As an early fan of Robert Palmer, on a night like this, I felt his pain. 

April 12, 1978 review

Bad Sound, Musicians Force

Palmer into Double Jeopardy

          Singer Robert Palmer’s tour bus promises “Double Fun,” but the stopover it made at Shea’s Buffalo Tuesday night was strictly double trouble.

          Half of the problem was technical. The sound had been a mess from the moment the roadies hooked up the amplifiers. The other half was musical.

          Palmer’s band was incapable of playing the reggae beat. Considering that about a third of his songs are set to the Jamaican rhythm, that’s quite a handicap.

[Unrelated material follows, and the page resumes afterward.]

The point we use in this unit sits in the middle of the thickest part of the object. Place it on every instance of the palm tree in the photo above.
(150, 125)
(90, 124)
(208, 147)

          The English vocalist, steeped in the styles of the American South and the Caribbean, was betrayed by this cut-rate monochromatic quintet every time he ventured into rhythms other than Little Feat or disco patterns.

          Palmer’s composure smoothed over a lot of the mishaps and sustained the high points of the show – the playful punch of “Women Are Smarter” and “Sneakin’ Sally Through the Alley” and the swell of power in ballads like “Every Kind of People” and “Give Me an Inch, Girl.”

          He got that inch and gave a mile, but the odds were against him. There was an unsteady sound mix, which made his tenor overly bright; a blockheaded spotlight tender, which also made him overly bright, and a somewhat hostile house.

          Not only was it half-full, but it was half-full of Al DiMeola fans, who had just seen their favorite open the evening with an hour of lightning jazz-rock guitar arpeggios.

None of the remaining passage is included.